India and China have more wealthy families than European countries, according to market research firm TNS.
According to the firm's 'Global Affluent Investor' study, India, China and Brazil have overtaken many European countries in this measure of consumer wealth. Each of these countries has more than three million affluent households with over $100,000 in funds for investments.
"India and China have already surpassed major European markets like Germany and France. It's interesting to see that the entrepreneurial spirit of people in these markets is already paying off in terms of personal wealth," the Economic Times quoted TNS Director Business and Finance Reg van Steen as saying.

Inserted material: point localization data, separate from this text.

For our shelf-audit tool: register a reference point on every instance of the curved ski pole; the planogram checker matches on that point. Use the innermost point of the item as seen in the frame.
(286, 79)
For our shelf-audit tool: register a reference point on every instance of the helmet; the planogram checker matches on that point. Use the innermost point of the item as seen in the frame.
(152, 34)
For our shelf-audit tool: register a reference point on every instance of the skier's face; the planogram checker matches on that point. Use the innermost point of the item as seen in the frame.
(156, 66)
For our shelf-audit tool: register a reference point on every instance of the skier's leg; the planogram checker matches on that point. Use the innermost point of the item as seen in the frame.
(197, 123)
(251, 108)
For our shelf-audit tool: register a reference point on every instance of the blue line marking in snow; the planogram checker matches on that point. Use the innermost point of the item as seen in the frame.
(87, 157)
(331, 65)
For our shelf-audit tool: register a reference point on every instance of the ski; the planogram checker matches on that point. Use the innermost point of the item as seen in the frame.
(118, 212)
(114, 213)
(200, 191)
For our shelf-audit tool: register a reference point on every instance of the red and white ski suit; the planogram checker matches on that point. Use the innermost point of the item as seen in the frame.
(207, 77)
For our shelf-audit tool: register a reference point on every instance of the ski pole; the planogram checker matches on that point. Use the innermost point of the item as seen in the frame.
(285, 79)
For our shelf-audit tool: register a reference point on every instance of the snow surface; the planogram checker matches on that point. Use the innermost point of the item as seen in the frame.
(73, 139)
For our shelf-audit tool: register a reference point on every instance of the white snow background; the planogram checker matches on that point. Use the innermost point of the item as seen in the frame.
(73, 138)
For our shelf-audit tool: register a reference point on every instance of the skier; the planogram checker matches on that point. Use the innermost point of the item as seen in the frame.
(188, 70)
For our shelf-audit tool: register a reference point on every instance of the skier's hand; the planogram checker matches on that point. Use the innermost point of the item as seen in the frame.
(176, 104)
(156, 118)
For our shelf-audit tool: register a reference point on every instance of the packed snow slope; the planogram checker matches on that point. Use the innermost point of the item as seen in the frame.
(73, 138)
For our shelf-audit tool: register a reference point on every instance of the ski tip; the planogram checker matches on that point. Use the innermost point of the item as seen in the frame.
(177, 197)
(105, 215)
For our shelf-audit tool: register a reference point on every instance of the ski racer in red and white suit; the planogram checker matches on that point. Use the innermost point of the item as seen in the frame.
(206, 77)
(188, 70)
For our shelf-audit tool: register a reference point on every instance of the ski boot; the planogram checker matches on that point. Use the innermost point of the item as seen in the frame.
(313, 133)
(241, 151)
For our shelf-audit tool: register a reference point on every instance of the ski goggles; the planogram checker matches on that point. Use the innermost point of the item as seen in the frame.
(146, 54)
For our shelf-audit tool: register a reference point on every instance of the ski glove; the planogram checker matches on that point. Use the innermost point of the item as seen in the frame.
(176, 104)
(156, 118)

While the US is ranked as the world's most prosperous country, with 31 million affluent households, UAE and India appear in the top five countries where the affluent have more than USD 1 million investable assets on average, alongside Singapore and Hong Kong, the paper said.
The only Europeans to feature in top five are the Swedish, while the UK and France are the least likely in Europe to have these levels of investable assets, the study said.
However, in small, wealthy countries, the rich make up a much greater percentage of the population: 29 percent for Luxembourg and 20 percent for Singapore, compared to around 1 percent in India and China.
"This demonstrates a great contrast in wealth distribution within emerging markets, even where the actual number of affluent households is high and highlights a need for very precise marketing strategies to reach the right audience," the study said.
The study also revealed regional contrasts in terms of what the affluent actually invest in.
While the Chinese, Indian and German affluent are keen investors in precious metals, this falls to just 3 per cent in Sweden, Norway and the Netherlands, and 2 per cent in Denmark and Israel.